Sessions controller:
class Users::SessionsController < Devise::SessionsController
layout 'blank'
protected
def after_sign_in_path_for(resource_or_scope)
root_path
end
def after_sign_out_path_for(resource_or_scope)
root_path
end
end
Devise initializer:
Devise.setup do |config|
require 'devise/orm/active_record'
config.case_insensitive_keys = [:email]
config.strip_whitespace_keys = [:email]
config.skip_session_storage = [:http_auth]
config.stretches = Rails.env.test? ? 1 : 12
config.reconfirmable = false
config.expire_all_remember_me_on_sign_out = true
config.password_length = 6..128
config.email_regexp = /\A[^@\s]+@[^@\s]+\z/
config.reset_password_within = 24.hours
config.navigational_formats = ['*/*', :html]
config.sign_out_via = :delete
end
Development config:
Rails.application.configure do
config.cache_classes = false
config.eager_load = false
config.consider_all_requests_local = true
if Rails.root.join('tmp', 'caching-dev.txt').exist?
config.action_controller.perform_caching = false
config.action_controller.enable_fragment_cache_logging = true
config.cache_store = :memory_store
config.public_file_server.headers = {
'Cache-Control' => "public, max-age=#{2.days.to_i}"
}
else
config.action_controller.perform_caching = false
config.cache_store = :null_store
end
config.active_storage.service = :local
config.action_mailer.raise_delivery_errors = false
config.action_mailer.perform_caching = false
config.action_mailer.default_url_options = { host: 'localhost', port: 3000 }
config.action_mailer.delivery_method = :mailjet
config.active_support.deprecation = :log
config.active_record.migration_error = :page_load
config.active_record.verbose_query_logs = true
config.assets.debug = true
config.assets.quiet = true
config.file_watcher = ActiveSupport::EventedFileUpdateChecker
config.active_job.queue_adapter = :sidekiq
config.i18n.default_locale = :fr
config.after_initialize do
Bullet.enable = true
Bullet.bullet_logger = true
Bullet.unused_eager_loading_enable = false
Bullet.raise = false
end
end
I tried the following without success:
skip_password_validation in User modelNot sure if this could be the origin of the issue, but I am working on several other rails apps.
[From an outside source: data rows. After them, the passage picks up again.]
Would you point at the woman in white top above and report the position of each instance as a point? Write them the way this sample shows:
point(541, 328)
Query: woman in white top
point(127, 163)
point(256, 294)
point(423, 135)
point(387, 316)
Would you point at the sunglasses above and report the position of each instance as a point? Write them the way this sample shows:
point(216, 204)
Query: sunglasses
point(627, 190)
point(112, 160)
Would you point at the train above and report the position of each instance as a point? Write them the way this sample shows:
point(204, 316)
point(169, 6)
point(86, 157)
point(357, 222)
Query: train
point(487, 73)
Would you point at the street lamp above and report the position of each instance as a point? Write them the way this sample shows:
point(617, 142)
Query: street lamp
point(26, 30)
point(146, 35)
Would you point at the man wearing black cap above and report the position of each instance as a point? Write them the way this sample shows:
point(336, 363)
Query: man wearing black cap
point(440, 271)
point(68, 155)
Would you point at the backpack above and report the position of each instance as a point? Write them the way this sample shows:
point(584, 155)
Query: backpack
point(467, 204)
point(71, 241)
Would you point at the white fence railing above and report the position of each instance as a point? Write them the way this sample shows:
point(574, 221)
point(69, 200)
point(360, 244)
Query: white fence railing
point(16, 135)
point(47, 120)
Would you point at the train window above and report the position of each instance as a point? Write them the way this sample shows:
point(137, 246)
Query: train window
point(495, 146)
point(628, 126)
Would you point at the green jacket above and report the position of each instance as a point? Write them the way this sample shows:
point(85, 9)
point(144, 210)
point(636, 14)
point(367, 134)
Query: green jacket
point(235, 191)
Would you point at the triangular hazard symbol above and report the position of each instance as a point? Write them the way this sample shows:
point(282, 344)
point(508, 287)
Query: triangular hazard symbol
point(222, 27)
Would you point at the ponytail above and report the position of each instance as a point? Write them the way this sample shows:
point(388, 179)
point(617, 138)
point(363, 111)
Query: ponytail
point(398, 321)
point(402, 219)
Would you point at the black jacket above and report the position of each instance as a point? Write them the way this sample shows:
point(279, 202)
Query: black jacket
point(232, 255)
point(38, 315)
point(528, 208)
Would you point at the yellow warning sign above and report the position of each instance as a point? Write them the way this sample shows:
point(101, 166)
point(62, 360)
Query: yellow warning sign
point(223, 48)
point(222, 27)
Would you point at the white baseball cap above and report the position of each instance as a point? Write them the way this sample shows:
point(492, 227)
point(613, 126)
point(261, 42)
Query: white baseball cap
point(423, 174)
I fire them separately using rails s and the server is on localhost:3000. Maybe this could mess up with the sessions or else?
Thank you for your help.
In the end, the issue was related to the service-worker.js of the PWA implementation.
Somehow, Devise was redirecting to the service-worker.js, resulting in an infinite redirect loop.